Histopathology of secondary caries lesions next to composite. The location and shape of the lesion may give an indication of the underlying cause. (a) Secondary caries may present as an outer lesion, a cavity-wall lesion or as a lesion consisting of both an outer and cavity-wall lesion. (b) According to the theory by Hals et al. (1971) the shape of an outer lesion and its relation to a wall lesion depend on the direction of the enamel prisms at the cavity wall: in case of unsupported prisms at the cavity wall, an outer lesion develops from the surface toward the cavity, forming a funnel-shaped connection with the wall lesion, while in case of the supported prisms, the outer lesion is triangular and develops away from the cavity. According to this theory, the direction of the prisms adjacent to the restoration, will determine the shape of the secondary caries . (c) A cavity-wall lesion is thought to be the result of microleakage. Some researchers doubt whether secondary caries next to composite may present as wall lesions in clinic, but there is some evidence from in vitro research that the presence of a gap may result in a wall lesion. (d) Most often in clinic, secondary caries presents as an outer lesion which involves the interface with the composite restoration. In such case, it is unclear whether microleakage played a role in the development of the caries.

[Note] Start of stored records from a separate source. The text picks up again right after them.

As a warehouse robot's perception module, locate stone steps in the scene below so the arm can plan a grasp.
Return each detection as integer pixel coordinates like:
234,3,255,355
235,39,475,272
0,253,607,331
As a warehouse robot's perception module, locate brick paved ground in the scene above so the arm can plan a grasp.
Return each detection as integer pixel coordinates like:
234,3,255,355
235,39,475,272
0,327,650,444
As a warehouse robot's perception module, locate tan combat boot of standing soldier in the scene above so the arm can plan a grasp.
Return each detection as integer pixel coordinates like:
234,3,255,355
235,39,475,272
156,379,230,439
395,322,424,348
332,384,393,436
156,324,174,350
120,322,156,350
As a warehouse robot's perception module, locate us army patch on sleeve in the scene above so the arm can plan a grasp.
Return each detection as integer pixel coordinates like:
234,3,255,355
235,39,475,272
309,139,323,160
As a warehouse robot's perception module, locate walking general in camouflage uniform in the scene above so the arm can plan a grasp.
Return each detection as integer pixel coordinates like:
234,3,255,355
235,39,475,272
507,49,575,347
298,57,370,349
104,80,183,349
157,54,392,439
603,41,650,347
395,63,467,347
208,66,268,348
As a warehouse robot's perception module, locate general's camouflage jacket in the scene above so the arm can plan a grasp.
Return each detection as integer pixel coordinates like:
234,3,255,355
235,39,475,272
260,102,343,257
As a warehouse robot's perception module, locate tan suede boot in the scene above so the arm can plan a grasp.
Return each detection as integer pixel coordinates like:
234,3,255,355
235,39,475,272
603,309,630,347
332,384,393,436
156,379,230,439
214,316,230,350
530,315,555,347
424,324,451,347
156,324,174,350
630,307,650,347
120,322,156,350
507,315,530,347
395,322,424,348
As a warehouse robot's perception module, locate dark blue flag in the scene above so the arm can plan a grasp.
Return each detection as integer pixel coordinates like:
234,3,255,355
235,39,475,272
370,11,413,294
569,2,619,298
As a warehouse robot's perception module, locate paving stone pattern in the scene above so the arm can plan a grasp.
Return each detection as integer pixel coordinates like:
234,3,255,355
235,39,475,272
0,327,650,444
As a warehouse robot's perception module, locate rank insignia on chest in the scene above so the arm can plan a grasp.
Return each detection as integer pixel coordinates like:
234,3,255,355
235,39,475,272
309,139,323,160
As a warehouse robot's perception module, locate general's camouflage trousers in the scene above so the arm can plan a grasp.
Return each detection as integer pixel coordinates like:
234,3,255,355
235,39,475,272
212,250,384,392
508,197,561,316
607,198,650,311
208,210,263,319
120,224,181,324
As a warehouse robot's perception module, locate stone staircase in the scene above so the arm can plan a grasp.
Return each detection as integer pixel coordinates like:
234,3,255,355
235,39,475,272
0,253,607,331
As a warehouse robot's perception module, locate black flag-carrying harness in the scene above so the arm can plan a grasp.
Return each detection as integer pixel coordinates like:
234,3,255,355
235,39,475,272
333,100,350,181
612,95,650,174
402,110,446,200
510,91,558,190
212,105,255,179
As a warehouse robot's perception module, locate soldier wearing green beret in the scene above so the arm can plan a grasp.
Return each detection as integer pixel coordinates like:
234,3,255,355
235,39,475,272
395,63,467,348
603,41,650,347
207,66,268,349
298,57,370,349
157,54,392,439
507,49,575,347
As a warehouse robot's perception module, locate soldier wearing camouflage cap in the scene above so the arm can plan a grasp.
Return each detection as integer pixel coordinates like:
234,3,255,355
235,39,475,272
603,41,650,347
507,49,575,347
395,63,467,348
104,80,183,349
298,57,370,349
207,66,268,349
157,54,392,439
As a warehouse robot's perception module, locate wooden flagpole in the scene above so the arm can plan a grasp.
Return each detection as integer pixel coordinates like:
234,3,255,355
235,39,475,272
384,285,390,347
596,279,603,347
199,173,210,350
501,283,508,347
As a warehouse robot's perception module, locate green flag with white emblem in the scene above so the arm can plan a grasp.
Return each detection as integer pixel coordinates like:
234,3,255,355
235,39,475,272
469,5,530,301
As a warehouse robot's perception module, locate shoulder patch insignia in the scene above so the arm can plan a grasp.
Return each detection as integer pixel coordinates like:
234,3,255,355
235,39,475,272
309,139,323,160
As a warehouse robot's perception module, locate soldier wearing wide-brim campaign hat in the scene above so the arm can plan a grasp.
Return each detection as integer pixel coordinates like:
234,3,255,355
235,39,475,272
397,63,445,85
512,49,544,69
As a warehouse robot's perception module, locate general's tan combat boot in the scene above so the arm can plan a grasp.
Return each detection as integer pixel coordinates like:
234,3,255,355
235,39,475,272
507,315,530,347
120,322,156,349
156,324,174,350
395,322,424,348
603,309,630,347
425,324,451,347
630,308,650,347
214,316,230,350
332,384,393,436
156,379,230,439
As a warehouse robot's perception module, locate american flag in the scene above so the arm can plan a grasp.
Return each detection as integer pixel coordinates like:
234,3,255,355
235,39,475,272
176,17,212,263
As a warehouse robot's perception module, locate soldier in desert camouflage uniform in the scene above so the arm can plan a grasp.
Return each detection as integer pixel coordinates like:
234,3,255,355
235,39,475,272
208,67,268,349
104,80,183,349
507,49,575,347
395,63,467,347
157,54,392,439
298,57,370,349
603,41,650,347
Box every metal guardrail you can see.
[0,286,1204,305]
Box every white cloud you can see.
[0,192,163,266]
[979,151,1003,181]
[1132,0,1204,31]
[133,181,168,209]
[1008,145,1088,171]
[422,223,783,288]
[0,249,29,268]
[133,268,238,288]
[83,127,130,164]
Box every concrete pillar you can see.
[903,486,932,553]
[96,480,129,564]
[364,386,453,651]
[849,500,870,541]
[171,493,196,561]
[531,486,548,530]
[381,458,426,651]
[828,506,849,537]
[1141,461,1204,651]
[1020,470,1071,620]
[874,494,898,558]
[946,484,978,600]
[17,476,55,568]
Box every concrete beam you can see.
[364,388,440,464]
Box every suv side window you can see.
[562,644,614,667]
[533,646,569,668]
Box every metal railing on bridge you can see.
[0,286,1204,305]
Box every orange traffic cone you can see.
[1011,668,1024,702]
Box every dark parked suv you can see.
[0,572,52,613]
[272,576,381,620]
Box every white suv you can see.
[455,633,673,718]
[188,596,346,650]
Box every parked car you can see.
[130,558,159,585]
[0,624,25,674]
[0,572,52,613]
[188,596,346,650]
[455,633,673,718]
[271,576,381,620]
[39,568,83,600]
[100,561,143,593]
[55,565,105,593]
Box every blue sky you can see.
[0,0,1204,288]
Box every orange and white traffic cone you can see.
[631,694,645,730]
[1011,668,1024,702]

In the past, several researchers tried to investigate the histopathology of SC around composites restorations by inducing artificial caries lesions in vitro and in vivo. They concluded that, compared to lesions around amalgam, those around composite exhibited significantly fewer wall lesions [49], [50] and [54], especially after etching of the cavity walls [55], [56] and [57]. This led to the conclusion that composites have much better initial sealing capacity than amalgams, thereby preventing microleakage and the formation of a cavity-wall lesion [50]. This conclusion is remarkable as some of these studies are almost 40 years old, and the composites in these studies were used without adhesive. Unfortunately, there are only few recent clinical studies on this topic so that it is unclear whether outer or cavity-wall lesions are more frequent with contemporary composites in clinical situations. Thomas et al. [58] found in an in situ study that SC next to composite appeared merely as an outer lesion that seemed to progress as primary caries. Some other researchers even suggested that wall lesions next to composites do not really occur as a separate entity, but that they are just an aspect of an outer lesion developing toward and reaching the cavity wall, or a consequence of extended etching of the cavity wall surface with enamel prisms perpendicular to the cavity wall [20], [59], [60] and [61]. Nevertheless, there is some evidence from in vitro investigations suggesting that wall lesions can exist as own entity, but only in the presence of gaps at the tooth-restoration interface [58], [62] and [63]. This would only be the case in composites that could not properly seal the cavity walls. However, achieving a good seal over a long time under clinical conditions, as will be shown later, seems to be quite challenging.